My heart thunders, and I press my palm to it and take several deep breaths, realizing how unfit I am and how close I was to a heart attack. This boy will be the death of me.
“You?” I say breathlessly. “I’m the one who’ll have to spend all day baking tomorrow to replace the ones they ate.”
“Search and rescue get some of those too right?”
I nod and smile affectionately. “I’m thinking they get a lot more than just snickerdoodles.”
Good Lord. Did I just say that?
“You like divinity? I’m
terrible at making it. I can’t ever get my sugar the right temperature, but Punta Clara Kitchen makes the best. I’ll pick ya up some.”
Jake just laughs.
What in the world is wrong with me? I can’t stop my mouth from moving. I just keep puking words all over this man. At least it’s not actual puke, because I already did that.
“I better get him home,” I say, just praying for some sort of miracle in order to get me to shut up.
I wake Spence and chastise him for running off. Nuke wakes too, but Jake don’t even need to speak to him to let him know he’s in trouble—he jumps off the couch and hangs his head in shame. I clean up the mess they made as best I can, returning Olivia’s cookie jar to her cupboard inside and righting the chair Spence left sitting in the middle of the kitchen.
“Spencer Mason, you march your butt up that hill to the car right now,” I command and he and Nuke turn tail and plod on ahead of us. Jake and I don’t say a word as we walk along the path to the shelter. Me, because I’m afraid if I open my mouth again I won’t stop babbling, and him? Well, I guess he’s the silent type.
When we near the shelter I realize something important that I forgot to do in between having a heart attack and embarrassing myself, yet again, in front of the hot Marine. “Oh, shoot. I forgot to call Olivia. She’ll be past Montrose and half way to Daphne by now.”
I didn’t bring my phone. I rarely keep it on me. Most days I don’t even switch it on because I can’t afford the calls. I only carry it with me if we’re going out of town on long trips, which we almost never do, so I usher Spence inside to call Olivia’s cell from the shelter’s front desk. I am not losing sight of this boy again tonight.

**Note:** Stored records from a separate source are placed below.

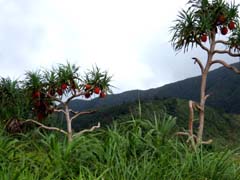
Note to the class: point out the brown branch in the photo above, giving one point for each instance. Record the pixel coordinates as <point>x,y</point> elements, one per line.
<point>191,116</point>
<point>45,127</point>
<point>87,130</point>
<point>229,52</point>
<point>207,142</point>
<point>81,113</point>
<point>236,70</point>
<point>201,45</point>
<point>222,42</point>
<point>59,110</point>
<point>73,96</point>
<point>55,99</point>
<point>199,63</point>
<point>205,98</point>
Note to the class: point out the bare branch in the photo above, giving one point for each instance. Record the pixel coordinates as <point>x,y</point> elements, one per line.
<point>55,99</point>
<point>82,113</point>
<point>206,96</point>
<point>191,116</point>
<point>73,96</point>
<point>222,42</point>
<point>59,110</point>
<point>236,70</point>
<point>202,46</point>
<point>87,130</point>
<point>45,127</point>
<point>207,142</point>
<point>229,52</point>
<point>182,133</point>
<point>199,63</point>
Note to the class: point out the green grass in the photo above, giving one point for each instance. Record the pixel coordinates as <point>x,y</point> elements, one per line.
<point>138,149</point>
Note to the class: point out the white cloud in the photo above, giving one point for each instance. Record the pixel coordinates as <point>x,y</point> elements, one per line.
<point>129,38</point>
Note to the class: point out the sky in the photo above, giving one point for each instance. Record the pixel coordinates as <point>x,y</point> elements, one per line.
<point>128,38</point>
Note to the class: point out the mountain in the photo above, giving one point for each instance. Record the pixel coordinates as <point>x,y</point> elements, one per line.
<point>223,85</point>
<point>221,127</point>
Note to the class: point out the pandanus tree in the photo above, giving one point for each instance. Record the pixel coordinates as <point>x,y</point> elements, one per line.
<point>13,105</point>
<point>52,90</point>
<point>214,27</point>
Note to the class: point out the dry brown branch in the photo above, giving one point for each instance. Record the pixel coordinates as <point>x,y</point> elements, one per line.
<point>206,96</point>
<point>59,110</point>
<point>207,142</point>
<point>82,113</point>
<point>222,42</point>
<point>87,130</point>
<point>44,126</point>
<point>229,52</point>
<point>73,96</point>
<point>201,45</point>
<point>191,116</point>
<point>236,70</point>
<point>199,63</point>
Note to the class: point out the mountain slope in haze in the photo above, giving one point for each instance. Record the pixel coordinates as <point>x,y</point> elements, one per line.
<point>221,127</point>
<point>223,85</point>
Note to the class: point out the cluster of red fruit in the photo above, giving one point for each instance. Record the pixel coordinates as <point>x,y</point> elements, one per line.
<point>221,23</point>
<point>90,89</point>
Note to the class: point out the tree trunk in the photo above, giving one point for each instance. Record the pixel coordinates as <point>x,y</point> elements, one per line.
<point>69,123</point>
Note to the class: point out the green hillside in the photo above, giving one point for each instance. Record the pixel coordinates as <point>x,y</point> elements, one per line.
<point>223,85</point>
<point>223,128</point>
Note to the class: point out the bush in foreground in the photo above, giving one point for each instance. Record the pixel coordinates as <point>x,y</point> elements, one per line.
<point>136,149</point>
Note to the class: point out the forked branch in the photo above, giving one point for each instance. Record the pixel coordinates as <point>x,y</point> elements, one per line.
<point>199,63</point>
<point>45,127</point>
<point>229,52</point>
<point>235,69</point>
<point>76,114</point>
<point>87,130</point>
<point>201,45</point>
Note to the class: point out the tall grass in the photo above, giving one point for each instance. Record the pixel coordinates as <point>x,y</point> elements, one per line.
<point>138,149</point>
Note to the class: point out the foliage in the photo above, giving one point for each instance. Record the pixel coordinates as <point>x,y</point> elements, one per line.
<point>134,149</point>
<point>204,17</point>
<point>203,20</point>
<point>12,100</point>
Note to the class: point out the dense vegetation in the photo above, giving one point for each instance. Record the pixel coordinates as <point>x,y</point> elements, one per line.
<point>135,149</point>
<point>222,127</point>
<point>222,85</point>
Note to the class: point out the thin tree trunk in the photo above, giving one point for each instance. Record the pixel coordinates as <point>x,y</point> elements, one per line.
<point>69,124</point>
<point>202,106</point>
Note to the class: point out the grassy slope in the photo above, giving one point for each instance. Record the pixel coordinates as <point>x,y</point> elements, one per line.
<point>221,127</point>
<point>141,149</point>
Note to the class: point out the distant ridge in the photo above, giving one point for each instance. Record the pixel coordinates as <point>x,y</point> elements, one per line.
<point>223,85</point>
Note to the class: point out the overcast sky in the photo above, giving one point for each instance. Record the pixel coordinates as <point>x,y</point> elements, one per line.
<point>129,38</point>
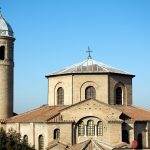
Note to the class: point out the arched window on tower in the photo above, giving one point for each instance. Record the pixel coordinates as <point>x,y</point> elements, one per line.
<point>25,138</point>
<point>41,142</point>
<point>99,128</point>
<point>125,136</point>
<point>90,92</point>
<point>56,134</point>
<point>60,96</point>
<point>119,96</point>
<point>2,52</point>
<point>90,128</point>
<point>81,131</point>
<point>139,140</point>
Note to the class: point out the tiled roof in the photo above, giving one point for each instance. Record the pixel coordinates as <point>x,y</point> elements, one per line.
<point>42,114</point>
<point>88,144</point>
<point>55,143</point>
<point>89,66</point>
<point>135,113</point>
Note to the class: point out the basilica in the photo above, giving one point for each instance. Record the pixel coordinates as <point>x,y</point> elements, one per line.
<point>89,106</point>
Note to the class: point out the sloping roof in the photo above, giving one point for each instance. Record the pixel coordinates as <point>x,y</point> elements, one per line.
<point>55,143</point>
<point>5,28</point>
<point>135,113</point>
<point>42,114</point>
<point>89,66</point>
<point>88,144</point>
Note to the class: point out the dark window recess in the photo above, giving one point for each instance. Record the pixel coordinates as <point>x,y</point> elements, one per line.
<point>118,95</point>
<point>60,96</point>
<point>2,53</point>
<point>125,136</point>
<point>56,134</point>
<point>140,142</point>
<point>90,92</point>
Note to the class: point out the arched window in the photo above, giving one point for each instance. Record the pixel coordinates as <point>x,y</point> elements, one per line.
<point>90,92</point>
<point>100,128</point>
<point>119,95</point>
<point>139,140</point>
<point>2,53</point>
<point>60,96</point>
<point>25,139</point>
<point>56,134</point>
<point>41,142</point>
<point>81,131</point>
<point>125,136</point>
<point>90,128</point>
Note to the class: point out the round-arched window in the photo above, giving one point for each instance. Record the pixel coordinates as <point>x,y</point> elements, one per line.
<point>90,92</point>
<point>60,96</point>
<point>119,95</point>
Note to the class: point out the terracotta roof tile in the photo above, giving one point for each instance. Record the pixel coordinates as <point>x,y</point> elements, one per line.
<point>138,114</point>
<point>42,114</point>
<point>56,143</point>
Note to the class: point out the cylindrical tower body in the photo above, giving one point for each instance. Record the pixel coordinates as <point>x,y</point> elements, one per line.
<point>6,69</point>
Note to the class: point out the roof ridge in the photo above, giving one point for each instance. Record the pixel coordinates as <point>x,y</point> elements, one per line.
<point>89,66</point>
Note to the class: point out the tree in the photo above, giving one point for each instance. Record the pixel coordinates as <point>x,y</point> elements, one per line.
<point>13,141</point>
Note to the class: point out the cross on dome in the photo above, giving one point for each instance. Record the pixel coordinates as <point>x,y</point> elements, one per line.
<point>0,11</point>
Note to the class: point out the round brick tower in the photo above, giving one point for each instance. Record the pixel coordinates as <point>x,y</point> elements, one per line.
<point>6,69</point>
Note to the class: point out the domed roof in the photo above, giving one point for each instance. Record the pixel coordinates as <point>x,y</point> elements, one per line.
<point>5,28</point>
<point>89,66</point>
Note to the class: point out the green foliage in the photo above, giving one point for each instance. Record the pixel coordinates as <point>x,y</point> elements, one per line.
<point>13,141</point>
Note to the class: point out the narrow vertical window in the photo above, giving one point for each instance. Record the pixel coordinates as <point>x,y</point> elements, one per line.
<point>81,131</point>
<point>90,92</point>
<point>119,95</point>
<point>60,96</point>
<point>100,128</point>
<point>2,53</point>
<point>140,142</point>
<point>125,136</point>
<point>25,138</point>
<point>41,142</point>
<point>90,128</point>
<point>56,134</point>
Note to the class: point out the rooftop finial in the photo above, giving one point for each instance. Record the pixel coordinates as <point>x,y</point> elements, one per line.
<point>89,51</point>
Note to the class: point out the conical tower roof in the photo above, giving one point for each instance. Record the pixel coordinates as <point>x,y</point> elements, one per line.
<point>5,28</point>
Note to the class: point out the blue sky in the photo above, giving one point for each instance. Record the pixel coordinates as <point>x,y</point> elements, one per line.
<point>52,34</point>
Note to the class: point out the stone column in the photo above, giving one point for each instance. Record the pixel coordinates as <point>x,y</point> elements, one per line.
<point>85,130</point>
<point>131,132</point>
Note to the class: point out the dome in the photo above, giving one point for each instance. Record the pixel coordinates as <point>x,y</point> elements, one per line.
<point>89,66</point>
<point>5,28</point>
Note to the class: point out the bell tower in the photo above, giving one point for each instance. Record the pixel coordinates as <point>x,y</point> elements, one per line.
<point>6,69</point>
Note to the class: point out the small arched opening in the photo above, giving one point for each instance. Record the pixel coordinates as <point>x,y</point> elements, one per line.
<point>60,96</point>
<point>125,136</point>
<point>56,134</point>
<point>119,96</point>
<point>41,142</point>
<point>139,140</point>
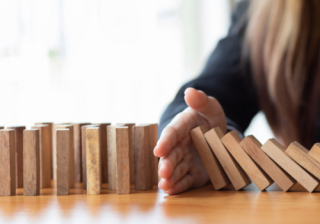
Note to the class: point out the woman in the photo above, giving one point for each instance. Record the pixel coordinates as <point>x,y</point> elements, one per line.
<point>269,61</point>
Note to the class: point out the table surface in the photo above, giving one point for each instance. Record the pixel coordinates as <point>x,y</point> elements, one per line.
<point>200,205</point>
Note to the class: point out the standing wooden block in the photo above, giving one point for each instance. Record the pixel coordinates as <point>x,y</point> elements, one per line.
<point>232,142</point>
<point>299,154</point>
<point>71,156</point>
<point>103,150</point>
<point>93,161</point>
<point>7,163</point>
<point>237,176</point>
<point>277,153</point>
<point>18,136</point>
<point>216,174</point>
<point>112,157</point>
<point>141,158</point>
<point>253,147</point>
<point>51,125</point>
<point>31,162</point>
<point>123,162</point>
<point>45,155</point>
<point>62,159</point>
<point>77,150</point>
<point>130,126</point>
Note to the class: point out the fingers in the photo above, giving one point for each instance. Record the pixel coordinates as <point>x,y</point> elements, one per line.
<point>180,171</point>
<point>182,185</point>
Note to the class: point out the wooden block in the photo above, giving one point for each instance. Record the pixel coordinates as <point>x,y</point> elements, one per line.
<point>51,125</point>
<point>77,150</point>
<point>130,125</point>
<point>7,163</point>
<point>72,178</point>
<point>93,161</point>
<point>315,152</point>
<point>62,159</point>
<point>237,176</point>
<point>277,153</point>
<point>141,158</point>
<point>253,147</point>
<point>18,136</point>
<point>31,162</point>
<point>103,150</point>
<point>112,161</point>
<point>45,155</point>
<point>299,154</point>
<point>216,174</point>
<point>123,162</point>
<point>232,142</point>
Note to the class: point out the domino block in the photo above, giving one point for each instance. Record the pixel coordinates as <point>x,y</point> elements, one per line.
<point>277,153</point>
<point>51,125</point>
<point>62,159</point>
<point>93,161</point>
<point>31,162</point>
<point>7,163</point>
<point>130,125</point>
<point>236,174</point>
<point>141,158</point>
<point>232,142</point>
<point>299,154</point>
<point>216,174</point>
<point>72,178</point>
<point>77,150</point>
<point>122,159</point>
<point>253,147</point>
<point>18,136</point>
<point>45,155</point>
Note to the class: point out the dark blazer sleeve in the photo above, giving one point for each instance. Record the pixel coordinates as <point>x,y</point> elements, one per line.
<point>224,78</point>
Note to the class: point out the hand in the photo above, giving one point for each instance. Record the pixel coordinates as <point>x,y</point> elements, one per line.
<point>180,166</point>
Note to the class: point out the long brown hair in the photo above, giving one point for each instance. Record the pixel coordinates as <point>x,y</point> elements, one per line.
<point>283,38</point>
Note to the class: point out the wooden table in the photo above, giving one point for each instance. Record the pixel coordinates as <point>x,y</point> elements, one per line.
<point>201,205</point>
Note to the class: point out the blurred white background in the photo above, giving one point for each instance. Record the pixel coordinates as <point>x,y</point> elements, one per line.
<point>104,60</point>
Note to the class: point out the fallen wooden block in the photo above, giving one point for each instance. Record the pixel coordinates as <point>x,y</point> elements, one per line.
<point>45,155</point>
<point>93,161</point>
<point>237,176</point>
<point>232,142</point>
<point>253,147</point>
<point>216,174</point>
<point>18,136</point>
<point>122,160</point>
<point>31,162</point>
<point>299,154</point>
<point>63,161</point>
<point>277,153</point>
<point>130,125</point>
<point>7,163</point>
<point>72,178</point>
<point>141,158</point>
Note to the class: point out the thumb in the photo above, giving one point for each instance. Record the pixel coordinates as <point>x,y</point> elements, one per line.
<point>208,107</point>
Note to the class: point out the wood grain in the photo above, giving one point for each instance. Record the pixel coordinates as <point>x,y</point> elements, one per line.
<point>277,153</point>
<point>18,136</point>
<point>63,161</point>
<point>7,163</point>
<point>235,173</point>
<point>232,142</point>
<point>130,126</point>
<point>253,147</point>
<point>31,162</point>
<point>93,160</point>
<point>141,158</point>
<point>216,174</point>
<point>123,161</point>
<point>299,154</point>
<point>45,155</point>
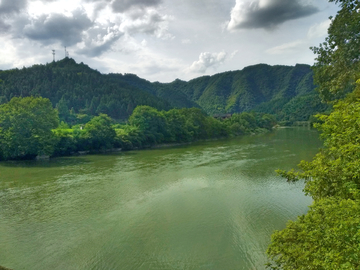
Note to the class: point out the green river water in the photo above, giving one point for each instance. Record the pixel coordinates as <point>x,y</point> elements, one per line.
<point>208,205</point>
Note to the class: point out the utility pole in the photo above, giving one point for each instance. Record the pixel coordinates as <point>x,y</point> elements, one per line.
<point>66,52</point>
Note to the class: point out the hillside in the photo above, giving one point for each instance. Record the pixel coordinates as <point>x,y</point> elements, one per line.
<point>285,91</point>
<point>288,92</point>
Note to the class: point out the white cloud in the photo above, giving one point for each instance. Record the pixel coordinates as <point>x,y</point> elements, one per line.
<point>267,14</point>
<point>207,60</point>
<point>318,30</point>
<point>286,48</point>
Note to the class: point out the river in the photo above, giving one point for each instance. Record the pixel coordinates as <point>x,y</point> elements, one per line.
<point>207,205</point>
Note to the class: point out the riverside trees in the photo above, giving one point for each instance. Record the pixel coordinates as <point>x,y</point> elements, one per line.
<point>29,127</point>
<point>26,128</point>
<point>328,236</point>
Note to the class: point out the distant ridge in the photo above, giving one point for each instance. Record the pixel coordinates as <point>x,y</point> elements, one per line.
<point>286,91</point>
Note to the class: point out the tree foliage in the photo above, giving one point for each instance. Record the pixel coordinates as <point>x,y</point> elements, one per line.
<point>26,127</point>
<point>338,57</point>
<point>79,92</point>
<point>328,236</point>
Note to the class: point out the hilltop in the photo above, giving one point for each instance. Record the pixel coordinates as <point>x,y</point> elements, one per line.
<point>76,89</point>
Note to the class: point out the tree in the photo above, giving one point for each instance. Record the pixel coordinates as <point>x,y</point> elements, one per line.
<point>151,122</point>
<point>99,132</point>
<point>328,236</point>
<point>338,58</point>
<point>26,127</point>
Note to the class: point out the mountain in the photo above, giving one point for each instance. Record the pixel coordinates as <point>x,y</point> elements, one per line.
<point>286,91</point>
<point>281,90</point>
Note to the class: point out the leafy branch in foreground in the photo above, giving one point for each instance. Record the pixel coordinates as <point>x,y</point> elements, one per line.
<point>328,236</point>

After I hang up on Olivia, we walk outside. I almost stop dead in my tracks when I notice Jake and Eloise standing in the lot beside my car. Jake has his back to me but Eloise is so wrapped up in him she hasn’t even noticed they’re no longer alone.
“Thank goodness you were here,” Eloise says in her sugary voice that puts my teeth on edge on a good day. She twirls a strand of glossy dark hair around her finger. “I can’t count the amount of times that silly boy has run off and we’ve all had to waste time looking for him.”